BY DAVID SIDERS Sacramento Bee
Gov. Jerry Brown signed legislation Thursday granting driver's licenses to undocumented immigrants, reversing his position on an issue legislative Democrats have pressed for years.
Brown signed the bill at a ceremony in Los Angeles, the state's largest media market. The Democratic governor was scheduled to travel to Fresno this afternoon for a second ceremony promoting the bill's enactment.
The legislation is the latest in a series of victories for undocumented immigrants in California. Brown signed legislation in 2011 allowing undocumented immigrant college students to receive public financial aid, and he approved a measure last year making driver's licenses available to some undocumented immigrants who came to the United States as children and are allowed to work here under federal rules.

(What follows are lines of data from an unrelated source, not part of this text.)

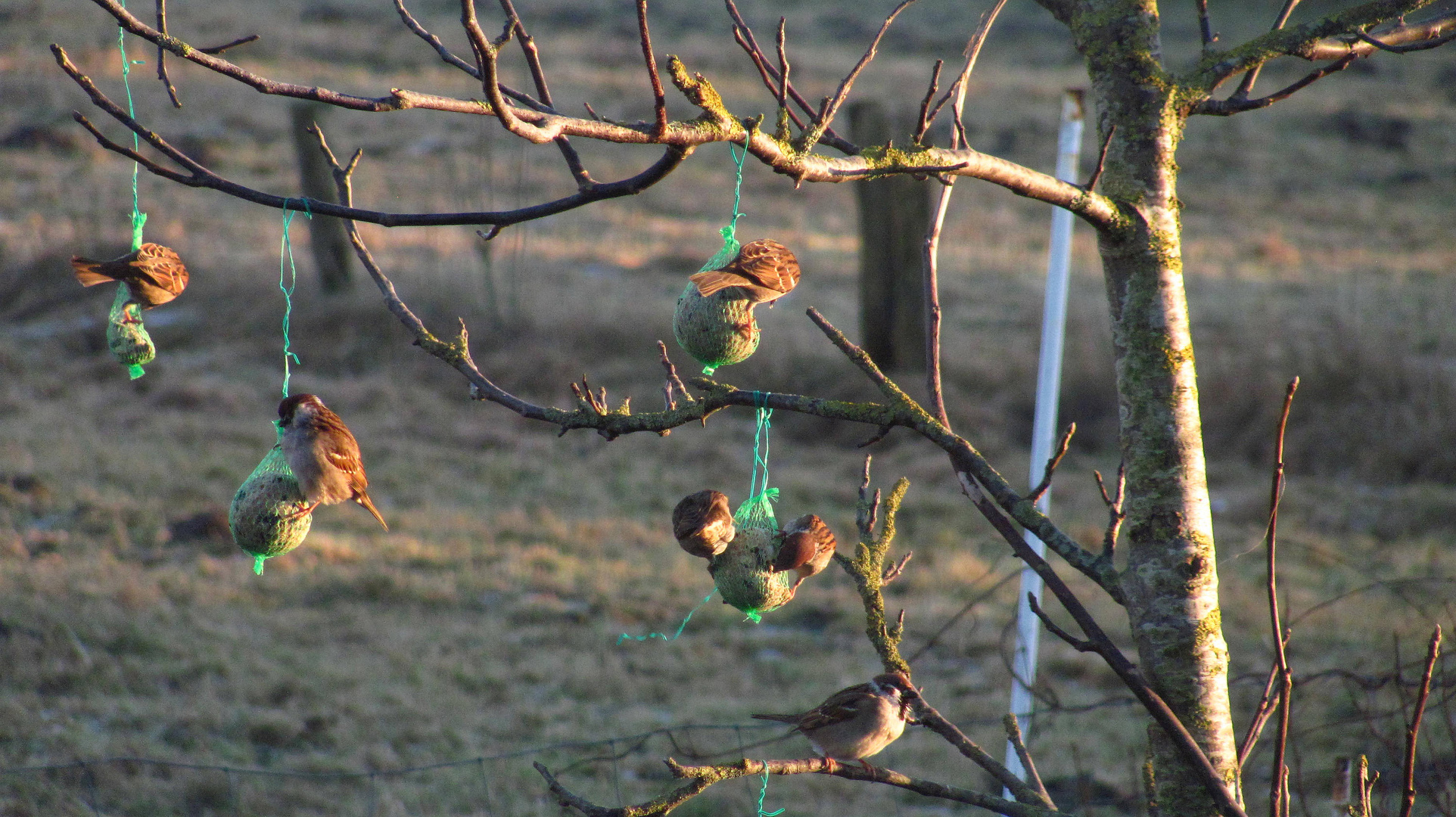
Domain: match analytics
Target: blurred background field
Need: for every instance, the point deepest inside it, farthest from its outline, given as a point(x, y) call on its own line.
point(485, 622)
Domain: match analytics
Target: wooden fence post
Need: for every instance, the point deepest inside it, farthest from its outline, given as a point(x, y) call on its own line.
point(894, 216)
point(328, 241)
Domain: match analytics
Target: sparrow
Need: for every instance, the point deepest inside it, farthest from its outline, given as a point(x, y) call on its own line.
point(808, 545)
point(765, 270)
point(153, 274)
point(324, 455)
point(857, 721)
point(702, 523)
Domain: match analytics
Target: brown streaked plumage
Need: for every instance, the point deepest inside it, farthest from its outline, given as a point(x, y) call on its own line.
point(857, 721)
point(324, 455)
point(808, 545)
point(765, 269)
point(153, 274)
point(704, 525)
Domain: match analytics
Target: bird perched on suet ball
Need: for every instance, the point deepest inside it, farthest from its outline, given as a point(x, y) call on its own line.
point(322, 455)
point(153, 274)
point(765, 270)
point(704, 525)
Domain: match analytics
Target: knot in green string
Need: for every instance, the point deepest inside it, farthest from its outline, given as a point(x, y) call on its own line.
point(651, 635)
point(286, 259)
point(731, 247)
point(764, 793)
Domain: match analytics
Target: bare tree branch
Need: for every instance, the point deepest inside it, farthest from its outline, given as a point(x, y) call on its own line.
point(1103, 645)
point(658, 99)
point(162, 56)
point(745, 37)
point(1052, 464)
point(832, 105)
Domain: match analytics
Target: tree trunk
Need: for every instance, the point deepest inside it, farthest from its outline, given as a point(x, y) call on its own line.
point(1171, 579)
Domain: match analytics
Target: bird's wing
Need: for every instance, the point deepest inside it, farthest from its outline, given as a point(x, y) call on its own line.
point(767, 264)
point(343, 452)
point(714, 280)
point(162, 267)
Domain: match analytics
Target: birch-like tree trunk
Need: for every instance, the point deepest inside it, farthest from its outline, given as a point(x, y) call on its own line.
point(1171, 580)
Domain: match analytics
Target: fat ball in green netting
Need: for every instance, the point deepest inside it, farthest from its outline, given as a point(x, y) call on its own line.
point(714, 319)
point(149, 275)
point(266, 516)
point(750, 560)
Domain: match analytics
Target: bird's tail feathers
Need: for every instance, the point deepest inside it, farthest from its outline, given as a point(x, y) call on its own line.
point(369, 505)
point(89, 272)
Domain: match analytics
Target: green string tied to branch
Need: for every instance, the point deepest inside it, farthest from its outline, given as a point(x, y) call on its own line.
point(290, 270)
point(718, 330)
point(651, 635)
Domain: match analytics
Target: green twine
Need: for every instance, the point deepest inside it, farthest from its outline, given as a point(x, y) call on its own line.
point(140, 349)
point(286, 256)
point(758, 508)
point(731, 247)
point(137, 216)
point(764, 793)
point(651, 635)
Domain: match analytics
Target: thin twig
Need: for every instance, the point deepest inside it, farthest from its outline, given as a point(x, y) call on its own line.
point(162, 56)
point(931, 253)
point(923, 123)
point(1101, 160)
point(658, 98)
point(745, 37)
point(1279, 797)
point(217, 50)
point(1205, 26)
point(1052, 464)
point(833, 104)
point(1114, 510)
point(1014, 735)
point(1237, 105)
point(1414, 732)
point(1100, 642)
point(534, 60)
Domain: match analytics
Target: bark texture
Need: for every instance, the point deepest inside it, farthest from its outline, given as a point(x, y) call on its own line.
point(1171, 579)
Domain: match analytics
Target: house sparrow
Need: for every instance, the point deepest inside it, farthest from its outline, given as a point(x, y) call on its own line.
point(702, 523)
point(808, 545)
point(324, 455)
point(765, 270)
point(857, 721)
point(153, 274)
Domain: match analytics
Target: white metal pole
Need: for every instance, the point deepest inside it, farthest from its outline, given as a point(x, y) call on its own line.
point(1044, 424)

Brown said in his 2010 campaign for governor that he opposed making driver's licenses available to undocumented immigrants. He called the measure a "little piecemeal" solution that "sends the wrong signal," and he urged comprehensive immigration policy changes instead.
Brown said last month that he changed his mind because of "foot-dragging on the part of Congress and not creating immigration reform."
Assembly Bill 60, by Assemblyman Luis Alejo, D-Watsonville, requires the Department of Motor Vehicles to issue driver's licenses to undocumented immigrants by Jan. 1, 2015. The license must include a mark distinguishing it from a regular license, such as the letters "DP," for driving privilege, instead of "DL," for driver's license.
The license also is required to include a notice that it is only to drive a vehicle and does not establish eligibility to register to vote or obtain employment or public benefits.
Immigrant advocates say driver's licenses will protect undocumented immigrants from fines and from having their vehicles impounded in routine traffic stops, while reducing the number of motorists who are untrained, untested and uninsured.
Most Republicans in the Legislature voted against the measure. Opponents say it will reward non-citizens for entering the country illegally and will encourage illegal immigration.
According to a legislative analysis, 1.4 million undocumented immigrants could seek licenses over three years.